The political weather can also be dramatically changed by by-elections, as we saw during 2021 in Labour’s loss of Hartlepool and hold of Batley and Spen, and the Lib Dem gains in Chesham and Amersham and in North Shropshire. We already know there will be one by-election due to the tragic death of Jack Dromey MP. Birmingham Erdington is a difficult seat where the Tories have a strong local base, and we can’t take the result there for granted. Nor should we be complacent about holding Leicester East if Claudia Webbe’s court appeal fails. We have yet to see a by-election in this parliament in a Tory-held marginal where Labour is the main challenger.
One certainty is that there will be local government elections on May 5th. The key factor here is that these are seats that were last fought in 2018, the best year of Jeremy Corbyn’s leadership, when Labour and the Tories tied on 35% each in the national equivalent vote share. They are also disproportionately in London, where every seat is up for election and 2018 was the best year ever for Labour. This makes it a real challenge to achieve net gains. The campaigning done for these elections will be a key building block for the subsequent general election in terms of data collection, building relationships with swing voters, and building local campaigning capacity.

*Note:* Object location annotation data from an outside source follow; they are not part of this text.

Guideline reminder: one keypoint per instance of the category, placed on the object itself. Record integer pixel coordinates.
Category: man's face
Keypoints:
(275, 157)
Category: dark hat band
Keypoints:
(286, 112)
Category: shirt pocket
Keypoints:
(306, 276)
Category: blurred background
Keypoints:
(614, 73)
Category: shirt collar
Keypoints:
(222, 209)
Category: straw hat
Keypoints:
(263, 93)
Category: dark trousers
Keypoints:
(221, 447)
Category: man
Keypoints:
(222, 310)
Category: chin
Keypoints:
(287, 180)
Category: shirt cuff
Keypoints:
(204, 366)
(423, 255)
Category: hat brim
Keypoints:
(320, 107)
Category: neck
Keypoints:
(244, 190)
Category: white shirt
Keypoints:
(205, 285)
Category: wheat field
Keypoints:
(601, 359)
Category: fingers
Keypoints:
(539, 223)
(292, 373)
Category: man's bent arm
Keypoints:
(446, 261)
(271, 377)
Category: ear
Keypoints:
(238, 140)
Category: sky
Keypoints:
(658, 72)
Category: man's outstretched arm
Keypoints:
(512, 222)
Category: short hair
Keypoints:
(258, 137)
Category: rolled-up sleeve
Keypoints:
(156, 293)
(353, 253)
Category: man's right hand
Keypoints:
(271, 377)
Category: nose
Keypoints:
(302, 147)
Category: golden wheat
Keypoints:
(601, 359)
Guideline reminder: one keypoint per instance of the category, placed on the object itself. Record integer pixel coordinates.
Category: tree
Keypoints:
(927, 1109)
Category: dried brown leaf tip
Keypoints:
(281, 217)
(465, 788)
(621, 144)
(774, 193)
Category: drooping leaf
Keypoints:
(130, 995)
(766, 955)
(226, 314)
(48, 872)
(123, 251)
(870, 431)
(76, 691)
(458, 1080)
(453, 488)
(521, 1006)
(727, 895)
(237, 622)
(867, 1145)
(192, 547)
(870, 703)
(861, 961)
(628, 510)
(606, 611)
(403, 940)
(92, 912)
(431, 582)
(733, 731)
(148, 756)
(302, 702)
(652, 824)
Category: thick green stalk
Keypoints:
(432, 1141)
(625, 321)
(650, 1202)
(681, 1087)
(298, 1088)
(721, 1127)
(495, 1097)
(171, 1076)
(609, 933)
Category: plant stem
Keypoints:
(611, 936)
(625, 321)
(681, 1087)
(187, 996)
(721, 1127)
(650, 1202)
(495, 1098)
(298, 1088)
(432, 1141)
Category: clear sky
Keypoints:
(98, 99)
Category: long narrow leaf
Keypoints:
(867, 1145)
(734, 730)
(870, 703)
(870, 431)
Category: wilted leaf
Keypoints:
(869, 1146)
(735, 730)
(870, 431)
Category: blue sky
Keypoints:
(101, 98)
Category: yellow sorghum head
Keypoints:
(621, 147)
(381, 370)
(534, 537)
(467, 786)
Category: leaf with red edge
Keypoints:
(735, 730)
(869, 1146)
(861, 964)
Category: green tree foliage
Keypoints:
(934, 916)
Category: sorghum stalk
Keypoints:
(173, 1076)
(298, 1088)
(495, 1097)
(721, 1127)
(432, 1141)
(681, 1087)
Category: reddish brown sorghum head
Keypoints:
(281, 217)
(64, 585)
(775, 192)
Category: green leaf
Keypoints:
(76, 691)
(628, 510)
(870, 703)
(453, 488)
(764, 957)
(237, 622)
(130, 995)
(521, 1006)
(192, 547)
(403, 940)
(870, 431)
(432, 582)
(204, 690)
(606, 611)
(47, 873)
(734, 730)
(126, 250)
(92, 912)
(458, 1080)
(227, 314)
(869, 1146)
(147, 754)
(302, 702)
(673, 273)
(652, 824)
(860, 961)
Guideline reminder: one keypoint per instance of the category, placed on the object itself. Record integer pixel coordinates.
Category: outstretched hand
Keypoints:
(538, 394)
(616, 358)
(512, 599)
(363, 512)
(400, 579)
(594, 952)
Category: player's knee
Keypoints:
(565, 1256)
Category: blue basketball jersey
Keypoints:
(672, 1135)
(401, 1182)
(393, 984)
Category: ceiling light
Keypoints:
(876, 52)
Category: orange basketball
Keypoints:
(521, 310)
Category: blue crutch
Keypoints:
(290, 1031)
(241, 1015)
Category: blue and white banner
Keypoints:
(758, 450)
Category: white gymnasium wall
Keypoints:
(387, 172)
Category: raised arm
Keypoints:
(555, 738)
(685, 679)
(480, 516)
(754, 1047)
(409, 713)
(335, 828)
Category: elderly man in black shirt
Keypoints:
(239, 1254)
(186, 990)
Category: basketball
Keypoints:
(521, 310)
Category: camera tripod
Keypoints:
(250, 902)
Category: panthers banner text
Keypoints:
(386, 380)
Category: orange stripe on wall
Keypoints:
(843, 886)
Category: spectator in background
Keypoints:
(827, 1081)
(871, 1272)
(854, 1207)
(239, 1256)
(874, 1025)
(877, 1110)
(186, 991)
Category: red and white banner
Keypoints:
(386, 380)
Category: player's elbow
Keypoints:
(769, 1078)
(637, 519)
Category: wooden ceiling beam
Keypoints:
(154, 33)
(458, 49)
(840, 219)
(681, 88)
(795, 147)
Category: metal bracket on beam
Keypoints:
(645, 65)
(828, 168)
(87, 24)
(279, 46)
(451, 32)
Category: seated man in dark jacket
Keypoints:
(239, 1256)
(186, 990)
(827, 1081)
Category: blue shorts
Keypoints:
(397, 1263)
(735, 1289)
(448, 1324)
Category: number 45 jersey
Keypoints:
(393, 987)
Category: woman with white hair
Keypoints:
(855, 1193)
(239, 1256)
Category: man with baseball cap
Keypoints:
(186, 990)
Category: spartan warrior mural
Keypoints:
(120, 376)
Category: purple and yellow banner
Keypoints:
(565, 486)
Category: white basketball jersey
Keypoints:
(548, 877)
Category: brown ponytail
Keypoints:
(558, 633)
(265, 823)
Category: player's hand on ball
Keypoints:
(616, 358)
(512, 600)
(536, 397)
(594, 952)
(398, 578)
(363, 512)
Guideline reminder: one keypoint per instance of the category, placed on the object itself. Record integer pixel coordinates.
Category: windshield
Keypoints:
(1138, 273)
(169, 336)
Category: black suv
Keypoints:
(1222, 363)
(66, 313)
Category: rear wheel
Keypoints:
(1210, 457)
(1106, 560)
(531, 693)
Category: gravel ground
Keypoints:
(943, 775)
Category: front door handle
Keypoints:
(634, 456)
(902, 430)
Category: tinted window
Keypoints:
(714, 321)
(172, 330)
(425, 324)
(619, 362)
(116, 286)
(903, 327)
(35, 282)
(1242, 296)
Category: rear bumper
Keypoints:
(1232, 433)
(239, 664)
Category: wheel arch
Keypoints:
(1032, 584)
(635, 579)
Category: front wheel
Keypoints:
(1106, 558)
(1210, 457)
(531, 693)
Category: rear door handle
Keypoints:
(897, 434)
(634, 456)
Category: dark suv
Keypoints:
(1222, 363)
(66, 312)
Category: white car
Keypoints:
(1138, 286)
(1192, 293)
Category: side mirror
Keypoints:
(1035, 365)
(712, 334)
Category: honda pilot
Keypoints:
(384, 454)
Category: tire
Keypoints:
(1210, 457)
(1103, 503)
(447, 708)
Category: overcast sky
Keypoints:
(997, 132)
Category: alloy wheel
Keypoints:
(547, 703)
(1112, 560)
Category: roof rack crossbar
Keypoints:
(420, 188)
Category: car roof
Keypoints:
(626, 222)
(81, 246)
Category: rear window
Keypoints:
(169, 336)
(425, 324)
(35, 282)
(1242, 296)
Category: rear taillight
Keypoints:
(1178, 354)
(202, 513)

Internal matters will fade into the background after several years of heavy lifting to sort out the legacy of problems within the party. The problems haven’t wholly gone away – as a national executive committee (NEC) member, I see enough antisemitism cases at disciplinary panels to know there is still a huge amount of work to be done – but now that the party is settled on its direction of travel, we need to get the media focused on our external battles with the Tories.
But the inexorable wheels of internal party democracy will continue to grind. In the summer, there will be a hotly contested national one-member-one-vote ballot for the nine CLP seats on the NEC and for five national policy forum (NPF) reps from each region and nation, and a host of elections in Young Labour and the new Labour Students organisation. All these will hopefully see candidates win who have a positive attitude to getting the party electable again.
CLPs will also be holding AGMs, where there is likely to be continued movement away from Momentum, and electing delegates to annual conference, where we need a pro-leadership majority so that this vital pre-election conference is a real showcase for Labour’s next government.
It’s going to be a busy year. See you all on the campaign trail!